GithubHelp home page GithubHelp logo

e3-jsi / elens-miner-system Goto Github PK

View Code? Open in Web Editor NEW
0.0 7.0 3.0 592 KB

The microservice architecture for processing, analysing and searching through the environmental legal documents

Home Page: https://jozefstefaninstitute.github.io/eLENS-miner-system/

License: BSD 2-Clause "Simplified" License

Python 58.28% CSS 2.35% JavaScript 0.21% HTML 37.35% Shell 0.36% Batchfile 0.98% PowerShell 0.47%
text-embeddings-microservice document-retrieval-microservice microservices python

elens-miner-system's Introduction

eLENS Miner System

License Build Status Python 3.6 Platform

The eLENS miner system retrieves, processes and analyzes legal documents and maps them to specific geographical areas.

The system follows the microservice architecture and is written in Python 3. It consists of the following microservices:

  • Document Retrieval. The service responsible for providing documents based on the user's query. It leverages query expansion to improve the query results.

  • Document Similarity. This service calculates the semantic similarity of the documents and can provide a list of most similar documents to a user selected one. Here, we integrate state-of-the-art methods using word and document embeddings to capture the semantic meaning of the documents and use it to compare the documents.

  • Text Embeddings. The service is a collection of text embedding methods. For a given text it generates the text embedding which is then used in the previous microservices.

  • Entrypoint. This service is the interface and connects the previous microservices together. It is the entrypoint for the users to access the services.

Prerequisites

You may want to create separate virtual environments for each of the microservices or you can create one for all of them. We advise to use virtual environments if you are developing multiple projects with Python, due to clashing of dependencies between projects. (Suppose one project only supports numpy < 1.0 and the other needs numpy=1.5).

To create a virtual environment navigate to the desired directory (usually the main folder of the project) and write

python -m venv venv

To activate this virtual environment navigate into venv/Scripts and then execute activate. To deactivate a virtual environment execute deactivate.

You can see that your virtual environment is being used if you see (venv) before the command line.

Each microservice must be run separately. Each service can be used for themself or one can employ the entrypoint microservice that connects all of the microservices together.

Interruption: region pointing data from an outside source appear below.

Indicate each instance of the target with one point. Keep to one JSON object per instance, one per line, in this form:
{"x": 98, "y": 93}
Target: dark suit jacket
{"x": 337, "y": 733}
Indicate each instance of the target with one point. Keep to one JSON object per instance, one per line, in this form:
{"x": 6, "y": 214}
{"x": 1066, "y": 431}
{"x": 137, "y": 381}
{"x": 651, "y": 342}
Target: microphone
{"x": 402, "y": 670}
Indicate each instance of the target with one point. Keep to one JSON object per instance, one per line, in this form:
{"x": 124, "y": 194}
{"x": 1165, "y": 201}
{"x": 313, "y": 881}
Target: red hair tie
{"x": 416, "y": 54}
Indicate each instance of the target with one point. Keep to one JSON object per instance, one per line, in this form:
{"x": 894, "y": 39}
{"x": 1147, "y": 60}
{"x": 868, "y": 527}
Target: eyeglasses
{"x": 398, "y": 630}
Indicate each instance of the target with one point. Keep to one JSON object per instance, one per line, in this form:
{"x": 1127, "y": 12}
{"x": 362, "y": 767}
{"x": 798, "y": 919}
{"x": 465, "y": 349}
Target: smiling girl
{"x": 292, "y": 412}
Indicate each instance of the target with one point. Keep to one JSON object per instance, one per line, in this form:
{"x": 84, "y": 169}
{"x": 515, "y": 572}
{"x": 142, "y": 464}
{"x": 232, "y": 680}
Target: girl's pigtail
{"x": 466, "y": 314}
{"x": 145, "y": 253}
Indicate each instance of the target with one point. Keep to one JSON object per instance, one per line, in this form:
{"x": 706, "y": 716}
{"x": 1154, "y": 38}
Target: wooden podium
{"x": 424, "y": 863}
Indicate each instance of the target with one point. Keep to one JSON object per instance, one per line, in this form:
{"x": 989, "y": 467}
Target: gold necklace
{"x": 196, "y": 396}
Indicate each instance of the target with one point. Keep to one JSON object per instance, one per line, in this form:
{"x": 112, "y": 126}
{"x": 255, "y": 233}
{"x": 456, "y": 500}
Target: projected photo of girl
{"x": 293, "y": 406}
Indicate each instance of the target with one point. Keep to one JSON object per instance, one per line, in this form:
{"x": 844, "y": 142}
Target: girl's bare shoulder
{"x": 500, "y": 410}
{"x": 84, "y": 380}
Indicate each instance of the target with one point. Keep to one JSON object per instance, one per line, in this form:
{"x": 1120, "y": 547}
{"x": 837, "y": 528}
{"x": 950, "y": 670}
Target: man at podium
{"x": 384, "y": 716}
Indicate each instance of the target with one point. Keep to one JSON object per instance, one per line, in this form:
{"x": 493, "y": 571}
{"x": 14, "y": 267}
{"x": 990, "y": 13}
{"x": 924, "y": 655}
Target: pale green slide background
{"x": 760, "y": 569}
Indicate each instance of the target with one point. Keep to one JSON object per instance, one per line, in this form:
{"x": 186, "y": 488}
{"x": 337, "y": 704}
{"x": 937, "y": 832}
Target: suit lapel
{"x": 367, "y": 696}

What follows is a short description of how to run each microservice. A more detailed description of the microservice can be found in their designated folders.

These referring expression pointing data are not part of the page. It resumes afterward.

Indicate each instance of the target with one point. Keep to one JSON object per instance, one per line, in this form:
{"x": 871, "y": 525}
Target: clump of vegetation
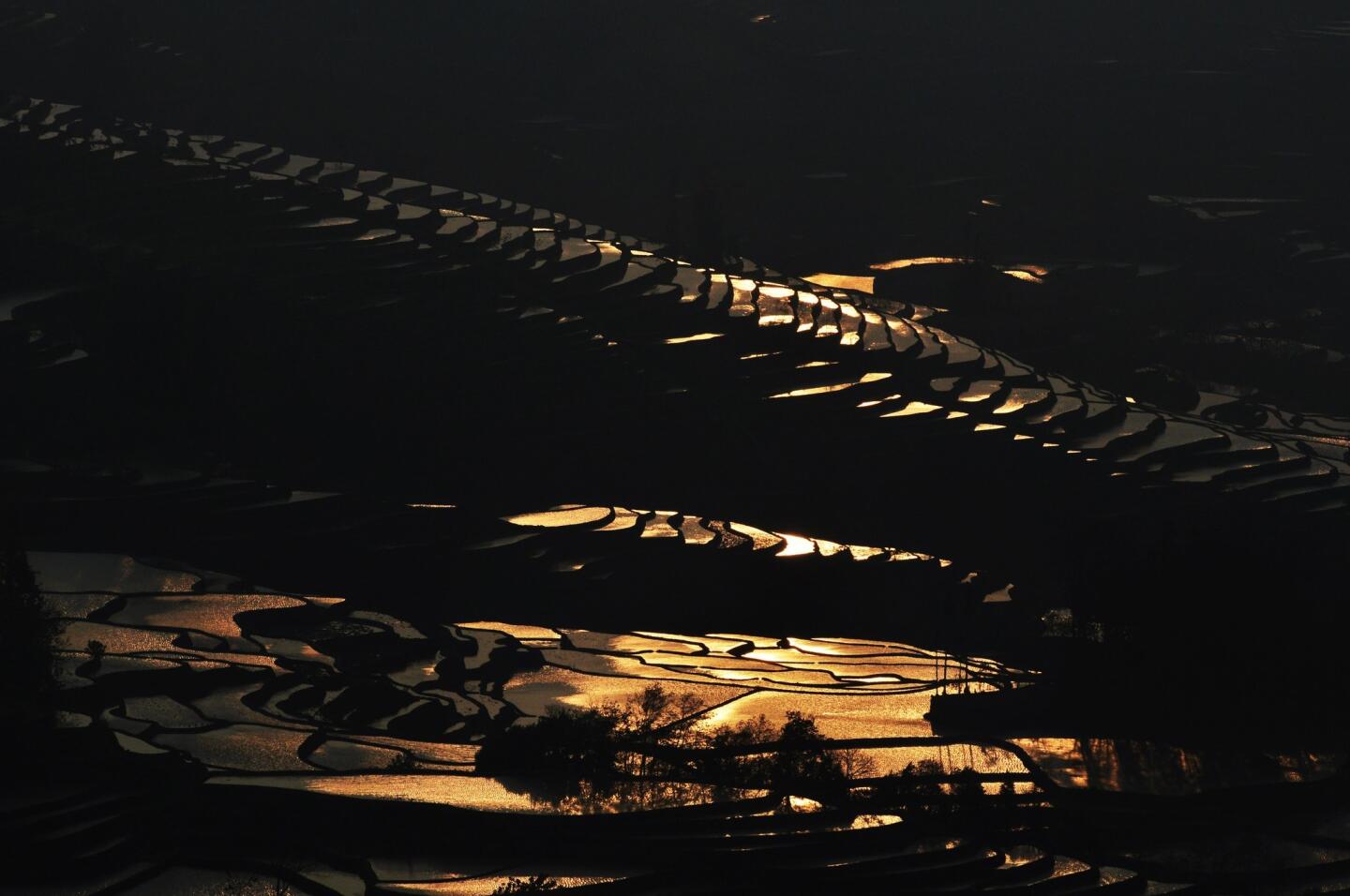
{"x": 27, "y": 641}
{"x": 402, "y": 763}
{"x": 653, "y": 736}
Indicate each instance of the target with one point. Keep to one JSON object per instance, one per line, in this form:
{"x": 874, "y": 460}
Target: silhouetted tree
{"x": 27, "y": 635}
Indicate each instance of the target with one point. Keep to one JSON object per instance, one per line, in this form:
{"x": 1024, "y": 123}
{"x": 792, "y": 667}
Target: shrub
{"x": 27, "y": 640}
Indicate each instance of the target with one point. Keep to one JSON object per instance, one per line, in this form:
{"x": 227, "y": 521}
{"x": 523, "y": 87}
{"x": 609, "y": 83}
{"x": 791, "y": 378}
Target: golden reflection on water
{"x": 914, "y": 408}
{"x": 815, "y": 390}
{"x": 795, "y": 546}
{"x": 843, "y": 281}
{"x": 696, "y": 337}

Text Embeddings Microservice

Currently you are able to run only one version of the text embedding so that it will be connected to the main component. But later you will be able to connect more.

  • Activate virtual environment if you wish to do so
  • Navigate into text_embeddings folder
  • Execute
    pip install -r requirements.txt
  • Run
    python -m nltk.downloader all
  • Place a copy of your word2vec or fasttext word embeddings in the data/embeddings folder
  • Navigate back to the base of the text_embeddings folder and run the service with
    # linux or mac
    python -m text_embedding.main start \
           -e production \
           -H localhost \
           -p 4001 \
           -mp (path to the model) \
           -ml (language of the model)
    
    # windows
    python -m text_embedding.main start -e production -H localhost -p 4001 -mp (path to the model) -ml (language of the model)

Document Retrieval Microservice

  • Activate virtual environment if you wish to do so
  • Navigate into document_retrieval folder
  • Execute
    pip install -r requirements.txt
  • Navigate into microservice/config folder
  • Create .env file and inside define the following variables:
    PROD_PG_DATABASE=
    PROD_PG_USERNAME=
    PROD_PG_PASSWORD=
    PROD_TEXT_EMBEDDING_HOST=
    PROD_TEXT_EMBEDDING_PORT=
    
    DEV_PG_DATABASE=
    DEV_PG_USERNAME=
    DEV_PG_PASSWORD=
    DEV_TEXT_EMBEDDING_HOST=
    DEV_TEXT_EMBEDDING_PORT=
  • Navigate to the base of document_retrieval folder and run the service with:
    # linux or mac
    python -m microservice.main start \
           -e production \
           -H localhost \
           -p 4100
    
    # windows
    python -m microservice.main start -e production -H localhost -p 4100

If you want you can also run the service on custom host and port.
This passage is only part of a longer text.